Systemic sclerosis (ScS) is very heterogeneous in its clinical presentation and its therapeutic care is not codified. A better knowledge of the patients’ needs and complaints could improve the patient educational strategies and their global care.
A self-administered questionnaire aimed to the ScS patient was developed by subspecialty physicians and nurses involved in patient education. It was a cross-sectional study that also included several validated scales: the health control locus scale, the Mactar, HAD and sHAQ scales.

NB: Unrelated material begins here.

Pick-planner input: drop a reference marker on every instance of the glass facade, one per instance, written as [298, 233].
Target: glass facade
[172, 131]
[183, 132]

One hundred and eight patients (91 women; 18 limited ScS, 71 limited cutaneous ScS, 19 diffuse ScS) filled in the questionnaires. Fatigue was the main complaint in all types of ScS, independently of the ScS type. The aesthetic discomfort mentioned by the patients suffering from cutaneous sclerosis or from telangectasia was important and reached 52±33mm on a 100-mm visual scale. It was more common in the patients presenting a diffuse form of the illness but the difference did not reach a statistical significance (P=0.06). Twenty-seven percent of the patients said they were very or extremely worried because of the degradation of their physical appearance. The functional discomfort linked to the cutaneous sclerosis was rated 50±32mm on a 100-mm visual scale. The intensity of the pain, the importance of the functional discomfort linked to the sclerosis and the intensity of the dyspnea were correlated to the sHAQ (P<0.001). Patients having more frequent recurrent digital ulcers had higher sHAQ scores (P=0.04). The repercussions on the professional life were linked to fatigue first, to the Raynaud’s syndrome and to arthralgia. The repercussions on the personal life were mainly linked to the fatigue, the pain and the dyspnea. The patients’ compliance was good.
Fatigue, pain, dyspnea and discomfort linked to sclerosis are major chronic symptoms of the patients with ScS. Identifying the needs and complaints of the patients with ScS should help to improve their care by implementation of an educational program.